Then it must be Prudent, that is to say, Wise. And, in order to be this, a good memory of the things which have been seen is requisite, and a good knowledge of present things, and good foresight for things of the future. And, as the Philosopher says in the sixth book of Ethics, it is impossible for the man who is not good to be wise; and therefore he is not to be called a wise man who acts with cunning and with deception, but he is to be called an astute man. As no one would call him a wise man who might indeed know how to draw with the point of a knife in the pupil of the eye, even so he is not to be called a wise man who knows how to do a bad thing well, in the doing of which he must always first injure some other person. If we consider well, good counsel springs from Prudence, which leads or guides a man, and other men, to a good end in human affairs. And this is that gift which Solomon, perceiving himself to be placed as ruler over the people, asked of God, even as it is written in the Third Book of Kings; nor does the prudent man wait for counsel to be asked of him; but of himself, foreseeing the need for it, unasked he gives counsel or advice; like the rose, which not only to him who goes to her for her sweet odour freely gives it, but also to any one who passes near.

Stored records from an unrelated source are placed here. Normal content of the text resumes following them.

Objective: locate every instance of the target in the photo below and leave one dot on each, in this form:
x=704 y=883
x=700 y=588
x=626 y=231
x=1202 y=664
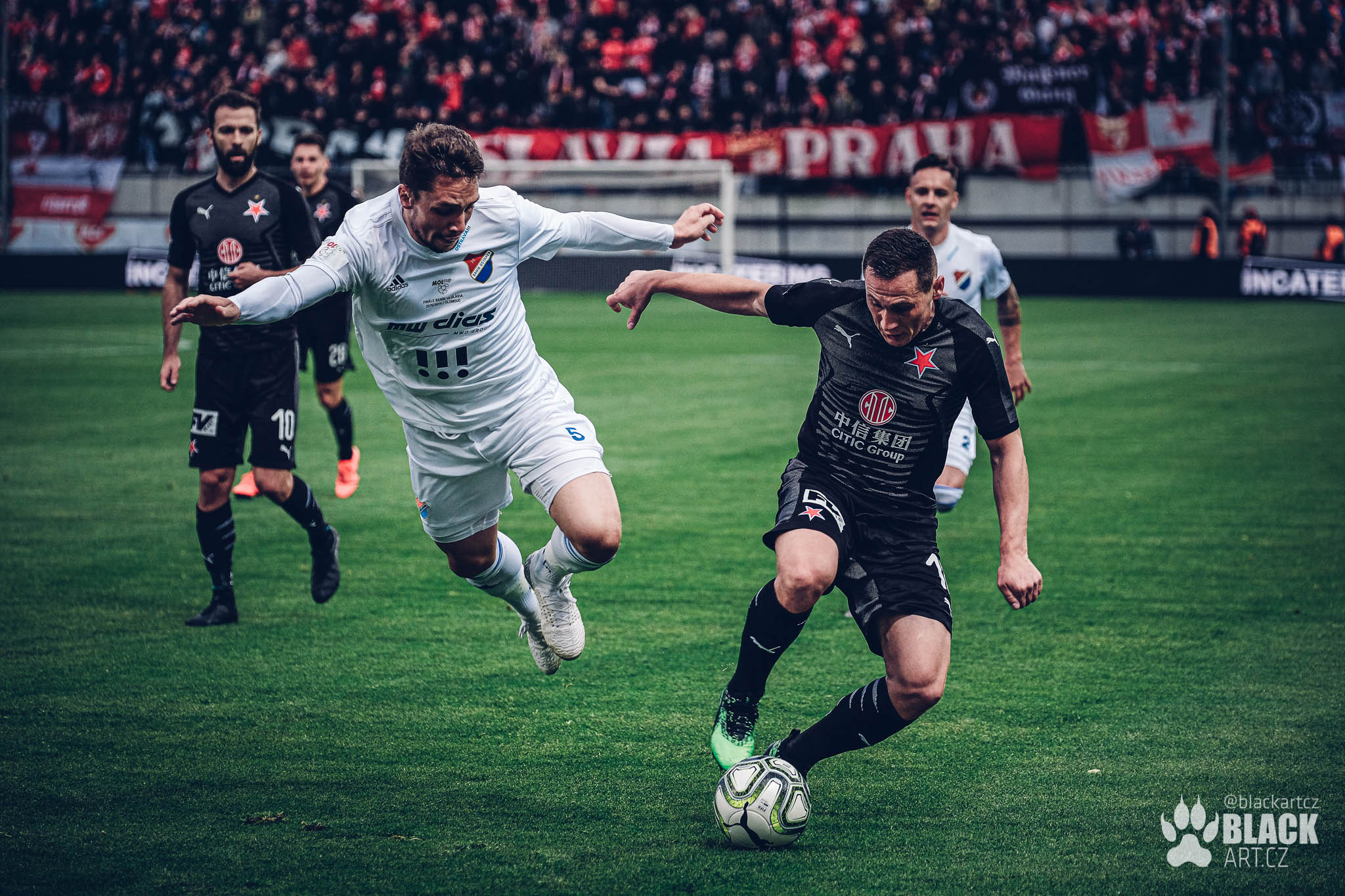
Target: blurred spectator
x=1332 y=249
x=646 y=65
x=1204 y=241
x=1252 y=234
x=1136 y=241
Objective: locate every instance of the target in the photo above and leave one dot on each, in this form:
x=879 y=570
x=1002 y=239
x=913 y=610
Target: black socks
x=861 y=719
x=215 y=532
x=303 y=507
x=343 y=426
x=766 y=634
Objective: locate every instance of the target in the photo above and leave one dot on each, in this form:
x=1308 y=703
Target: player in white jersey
x=432 y=267
x=971 y=269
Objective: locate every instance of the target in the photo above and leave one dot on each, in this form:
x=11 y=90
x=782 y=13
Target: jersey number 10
x=423 y=359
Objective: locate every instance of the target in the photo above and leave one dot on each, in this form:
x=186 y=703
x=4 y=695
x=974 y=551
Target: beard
x=234 y=167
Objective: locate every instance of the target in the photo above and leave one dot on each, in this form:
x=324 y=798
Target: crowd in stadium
x=650 y=66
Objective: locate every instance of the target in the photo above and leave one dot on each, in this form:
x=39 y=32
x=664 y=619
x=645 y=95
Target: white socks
x=564 y=558
x=946 y=498
x=505 y=578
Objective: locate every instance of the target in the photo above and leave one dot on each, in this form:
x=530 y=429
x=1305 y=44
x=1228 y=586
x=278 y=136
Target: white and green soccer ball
x=762 y=802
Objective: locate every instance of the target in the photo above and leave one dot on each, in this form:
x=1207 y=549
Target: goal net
x=657 y=190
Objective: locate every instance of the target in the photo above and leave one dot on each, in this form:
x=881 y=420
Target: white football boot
x=542 y=654
x=562 y=622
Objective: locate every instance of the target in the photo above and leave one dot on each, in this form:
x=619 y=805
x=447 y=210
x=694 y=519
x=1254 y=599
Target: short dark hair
x=942 y=163
x=232 y=100
x=437 y=151
x=899 y=250
x=310 y=139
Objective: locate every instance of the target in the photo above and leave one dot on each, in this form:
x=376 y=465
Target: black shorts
x=324 y=331
x=883 y=570
x=236 y=390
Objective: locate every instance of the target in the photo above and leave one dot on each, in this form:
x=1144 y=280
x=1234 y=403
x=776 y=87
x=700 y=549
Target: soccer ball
x=762 y=802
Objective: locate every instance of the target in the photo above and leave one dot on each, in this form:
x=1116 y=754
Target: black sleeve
x=298 y=221
x=805 y=304
x=981 y=368
x=182 y=245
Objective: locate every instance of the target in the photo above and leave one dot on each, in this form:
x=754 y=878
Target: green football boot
x=732 y=738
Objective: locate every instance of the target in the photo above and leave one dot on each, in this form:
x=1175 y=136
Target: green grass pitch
x=1188 y=511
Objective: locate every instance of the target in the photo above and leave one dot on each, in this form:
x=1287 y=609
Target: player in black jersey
x=857 y=507
x=324 y=328
x=245 y=226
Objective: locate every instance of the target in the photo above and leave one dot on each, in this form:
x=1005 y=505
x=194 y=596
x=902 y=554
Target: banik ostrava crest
x=479 y=267
x=877 y=408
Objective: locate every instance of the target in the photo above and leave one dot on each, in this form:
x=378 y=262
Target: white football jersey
x=970 y=267
x=445 y=335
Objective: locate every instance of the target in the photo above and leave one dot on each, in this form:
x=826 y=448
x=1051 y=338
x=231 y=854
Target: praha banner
x=1024 y=146
x=1290 y=277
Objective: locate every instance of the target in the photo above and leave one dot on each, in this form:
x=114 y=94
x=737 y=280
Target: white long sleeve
x=604 y=232
x=278 y=297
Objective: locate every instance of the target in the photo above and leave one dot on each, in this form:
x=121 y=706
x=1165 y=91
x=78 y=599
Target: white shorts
x=962 y=441
x=462 y=480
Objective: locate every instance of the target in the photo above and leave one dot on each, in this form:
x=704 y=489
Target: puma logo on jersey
x=848 y=336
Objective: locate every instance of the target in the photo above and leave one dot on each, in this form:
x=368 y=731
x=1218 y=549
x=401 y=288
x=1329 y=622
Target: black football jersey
x=330 y=206
x=265 y=221
x=880 y=417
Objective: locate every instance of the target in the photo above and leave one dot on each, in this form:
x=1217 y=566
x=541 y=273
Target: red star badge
x=923 y=362
x=256 y=207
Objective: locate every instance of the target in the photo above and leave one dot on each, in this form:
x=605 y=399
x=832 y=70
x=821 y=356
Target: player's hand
x=697 y=222
x=246 y=274
x=1019 y=382
x=204 y=310
x=169 y=372
x=1020 y=581
x=635 y=293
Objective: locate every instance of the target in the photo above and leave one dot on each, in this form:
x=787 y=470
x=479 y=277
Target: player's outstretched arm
x=204 y=310
x=697 y=222
x=1020 y=581
x=1011 y=330
x=721 y=292
x=175 y=286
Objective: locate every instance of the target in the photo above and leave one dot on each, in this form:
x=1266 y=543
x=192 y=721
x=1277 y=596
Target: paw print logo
x=1189 y=849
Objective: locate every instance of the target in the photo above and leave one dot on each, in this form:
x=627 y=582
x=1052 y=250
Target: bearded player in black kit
x=857 y=507
x=323 y=328
x=245 y=226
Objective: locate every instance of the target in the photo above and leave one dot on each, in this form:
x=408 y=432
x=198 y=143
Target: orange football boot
x=347 y=475
x=246 y=486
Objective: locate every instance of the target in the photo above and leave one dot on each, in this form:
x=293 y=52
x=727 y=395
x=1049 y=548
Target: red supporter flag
x=73 y=187
x=1124 y=163
x=1181 y=131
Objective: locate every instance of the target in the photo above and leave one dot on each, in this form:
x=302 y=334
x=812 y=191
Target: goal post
x=638 y=188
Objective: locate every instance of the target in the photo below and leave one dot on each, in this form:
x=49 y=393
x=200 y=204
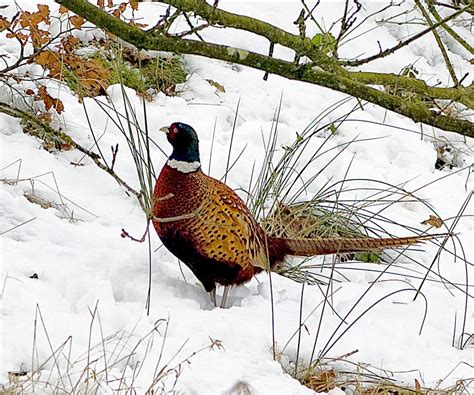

Here it would be possible for any doctor or lawyer to say: Then shall I carry my counsel or advice, and shall I give it even before it be asked of me, and shall I not reap fruit from my art or skill? I reply in the words of our Saviour: “Freely ye have received, freely give.” I say, then, Master Lawyer, that those counsels which have no respect to thine art, and which proceed alone from that good sense or wisdom which God gave thee (which is the prudence of which we speak), thou oughtest not to sell to the sons or children of Him who has given it to thee. But those counsels which belong to the art which thou hast purchased, thou mayst sell; but not in such a way but that at any time the tenth part of them may be fitly set apart and given unto God, that is, to those unhappy ones to whom the Divine protection is all that is left.
Likewise at this age it is right to be Just, in order that the judgments and the authority of the man may be a light and a law to other men. And because this particular Virtue, that is to say, Justice, was seen by the ancient philosophers to appear perfect in men of this age, they entrusted the government of the cities to those men who had attained that age; and therefore the college of Rectors was called the Senate. Oh, my unhappy, unhappy country! how my heart is wrung with pity for thee whenever I read, whenever I write, anything which may have reference to Civil Government! But since in the last treatise of this book Justice will be discussed, to the present let this slight notice of it suffice.